There are all kinds of things that can negatively affect our sleep quality. One big culprit is the types of foods we eat – particularly late in the evening and right before bedtime. Certain foods that are difficult to digest or contain stimulating ingredients can be especially disruptive. The key is to recognize what foods bother you and try to avoid them after a certain hour. Cutting out these culprits could help you have a more peaceful night’s sleep and more effective healing. Below are just some of these foods that are best avoided (and what to consume instead).
Candy
Sugar is a source of quick energy, and so anything that is full of sugar is not ideal to eat at bedtime. Consuming candy late at night could make it difficult to get to sleep or could lead to sleep disruption once you are asleep. Therefore it’s best to trade in the sugar for other healthy snacks.

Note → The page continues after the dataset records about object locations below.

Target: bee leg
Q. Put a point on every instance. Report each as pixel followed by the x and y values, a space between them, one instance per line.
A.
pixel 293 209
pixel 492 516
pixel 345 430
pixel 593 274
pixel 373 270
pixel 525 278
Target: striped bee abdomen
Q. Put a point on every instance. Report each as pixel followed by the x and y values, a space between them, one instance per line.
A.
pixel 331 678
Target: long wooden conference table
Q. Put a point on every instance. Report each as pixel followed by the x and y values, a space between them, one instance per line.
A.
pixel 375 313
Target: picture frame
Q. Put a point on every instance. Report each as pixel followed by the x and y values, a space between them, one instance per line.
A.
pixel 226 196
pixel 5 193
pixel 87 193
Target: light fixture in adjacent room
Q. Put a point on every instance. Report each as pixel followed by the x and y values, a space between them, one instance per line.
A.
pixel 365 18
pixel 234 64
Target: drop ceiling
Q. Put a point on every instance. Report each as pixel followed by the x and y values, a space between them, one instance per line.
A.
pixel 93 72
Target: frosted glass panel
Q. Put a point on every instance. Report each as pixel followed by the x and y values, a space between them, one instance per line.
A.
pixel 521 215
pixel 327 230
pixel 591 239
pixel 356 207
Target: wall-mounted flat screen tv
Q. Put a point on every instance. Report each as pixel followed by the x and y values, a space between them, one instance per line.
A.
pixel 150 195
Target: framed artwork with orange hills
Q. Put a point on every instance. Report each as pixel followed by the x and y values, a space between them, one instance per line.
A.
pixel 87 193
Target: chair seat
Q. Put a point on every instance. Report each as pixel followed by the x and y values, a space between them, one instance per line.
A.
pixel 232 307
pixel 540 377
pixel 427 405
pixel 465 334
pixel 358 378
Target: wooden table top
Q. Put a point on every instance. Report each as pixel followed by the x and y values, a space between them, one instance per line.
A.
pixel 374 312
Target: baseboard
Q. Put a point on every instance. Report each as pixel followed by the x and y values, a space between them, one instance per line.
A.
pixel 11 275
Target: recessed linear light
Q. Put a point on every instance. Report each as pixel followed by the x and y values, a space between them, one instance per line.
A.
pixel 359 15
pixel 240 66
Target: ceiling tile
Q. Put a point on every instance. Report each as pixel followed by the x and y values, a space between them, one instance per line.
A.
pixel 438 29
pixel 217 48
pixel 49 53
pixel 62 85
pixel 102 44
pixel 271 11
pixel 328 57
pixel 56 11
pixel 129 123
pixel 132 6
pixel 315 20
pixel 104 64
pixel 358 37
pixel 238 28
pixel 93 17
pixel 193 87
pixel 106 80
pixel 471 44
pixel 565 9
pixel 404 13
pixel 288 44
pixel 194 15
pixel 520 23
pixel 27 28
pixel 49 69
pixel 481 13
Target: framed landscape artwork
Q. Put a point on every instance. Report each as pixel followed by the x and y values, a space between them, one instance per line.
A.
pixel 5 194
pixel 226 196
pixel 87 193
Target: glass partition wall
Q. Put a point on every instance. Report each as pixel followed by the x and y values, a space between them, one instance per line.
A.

What are some good substitutes? If you’re craving something sweet, why not try eating fruit or a date – while these fruits do contain sugar, it is a natural form that the body recognizes and more easily deal with. Some sweeter foods like citrus fruits, tart cherries, and bananas contain high levels of melatonin (the sleep hormone), helping to improve sleep quality. Alternatively, if you need that candy texture, you could try CBD gummy sweets. CBD is known to relieve stress and promote sleep – you can buy CBD online and explore various gummy options. Other sleep supplements are also edible in gummy form, but make sure not to overdo the dosage.
Chocolate
Chocolate isn’t just rich in sugar, but also rich in caffeine. This results in a double-whammy effect, increasing insulin and cortisol levels, making sleep more of a challenge. If you’re prone to poor sleep quality, try to avoid eating chocolate late at night. As mentioned with candy substitutes, the likes of nuts and cherries could be good options. When it comes to replacing hot chocolate, consider options like herbal teas or hot milk. Herbal teas help to reduce cortisol levels and make you more relaxed. Milk on its own is a great source of many sleep-promoting nutrients including tryptophan and melatonin.
Cheese
The idea that ‘eating cheese before bed gives you nightmares’ is mostly an old wive’s tale, however, there is a small element of truth to it. While cheese may not necessarily give you bad dreams, many strong and aged cheeses can result in poorer sleep quality due to a chemical called tyramine that makes us more alert.
Not all cheese is created equally, and some cheeses may not be so bad before bed. Mild cheeses that have not been aged typically don’t contain much tyramine, while containing a lot of tryptophan (which helps sleep quality). Just try to avoid eating these cheeses with salty crackers, as the salt can also negatively affect sleep quality by raising blood pressure.
Spicy Food
Spicy foods are not always a good option before bed because they can cause indigestion and acid reflux. Spicy food can also raise body temperature, which can result in discomfort and frequent wake-ups. I recommend avoiding any foods that are too spicy or overly stimulating to the digestive system. If you must, eat these foods earlier in the day and stick to milder foods later at night.
Chips
Potato chips are a bad bedtime snack for a variety of reasons. Studies have shown that greasy foods like potato chips can promote sleep disturbances and even nightmares. They’re also difficult to digest while we’re asleep. This takes energy away from what the body is meant to do at night such as healing and regeneration. On top of this, chips are typically covered in salt – eating lots of salt raises blood pressure and can be stimulating.
Swap out chips for healthier snacks like nuts, seeds, or simply choose to only take in liquids past a certain hour. Personally, I almonds, pistachios, and cashews because they taste wonderful, are crunchy, and are rich in magnesium and melatonin.